Submit a job with explicit resources:
wr --nodes 2 --partition gp4d --account ENT212162 --cpus-per-task 8 --memory 200G --gpus 4 ./train_script.pyYou can also name the job, change where helper scripts are stored, or choose a custom log directory:
wr --job-name my-training --script-dir ./sbatch --report-dir ./logs python train.pyStart an interactive session:
wrUse wr --interactive --nodes 2 to override the automatic detection while still launching an interactive shell.
You can persist frequently used settings (e.g., partition, account, log directory) so future runs pick them up automatically:
wr --save-defaults --partition gp4d --account ENT212162 --report-dir ./slurm-reportDefaults are stored in ~/.config/wrapslurm/defaults.json. Running wr --save-defaults stores the provided flags and exits without submitting a job.
View all available options:
wr --helpwr --dry-run python train.pyDry runs print the exact sbatch script so you can review the environment setup before submitting.
wlog streams SLURM output with tail -n 20 -f so you can follow job progress without the extra load from watch.
Logs are written to ./slurm-report/%j.out and ./slurm-report/%j.err by default.
wlwl --job-id 12345678To inspect stderr instead, open ./slurm-report/12345678.err with your preferred tool.

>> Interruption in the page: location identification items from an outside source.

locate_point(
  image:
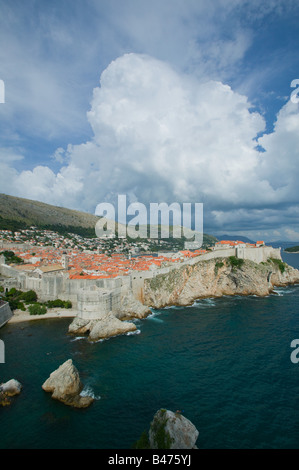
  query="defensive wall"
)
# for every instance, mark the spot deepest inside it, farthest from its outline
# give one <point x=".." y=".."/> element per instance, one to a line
<point x="52" y="286"/>
<point x="5" y="313"/>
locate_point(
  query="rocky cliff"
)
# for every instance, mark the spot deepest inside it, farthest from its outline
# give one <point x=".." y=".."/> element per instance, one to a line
<point x="66" y="386"/>
<point x="169" y="430"/>
<point x="217" y="277"/>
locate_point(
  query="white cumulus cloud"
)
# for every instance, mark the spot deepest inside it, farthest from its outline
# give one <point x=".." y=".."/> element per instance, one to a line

Send scancel commands without memorizing flags:
wk 12345678Cancel multiple jobs in one go:
wk 12345678 12345679Pass through additional options such as a signal or user scope:
wk 12345678 --signal SIGINT
wk --user alice 12345680All options are forwarded to scancel, so you can combine them as needed.
Display the job queue in a table format:
wqueuewinfowinfo --include-downwinfo --graph-
Query available resources:
wi
-
Submit a job:
wr --account xxxxxx --time 2-00:00:00 ./train_script.py
-
Monitor job logs:
wl
-
Check the queue:
wq
git clone https://github.com/yourusername/wrapslurm.git
cd wrapslurmInstall the required Python packages:
pip install -r requirements.txtExecute unit tests:
pytestWe welcome contributions! Please follow these steps:
- Fork the repository.
- Create a feature branch:
git checkout -b feature-name
- Commit your changes:
git commit -m "Add feature-name" - Push to your fork:
git push origin feature-name
- Submit a pull request.
This project is licensed under the MIT License.
Special thanks to the SLURM community for making HPC resource management accessible to researchers worldwide.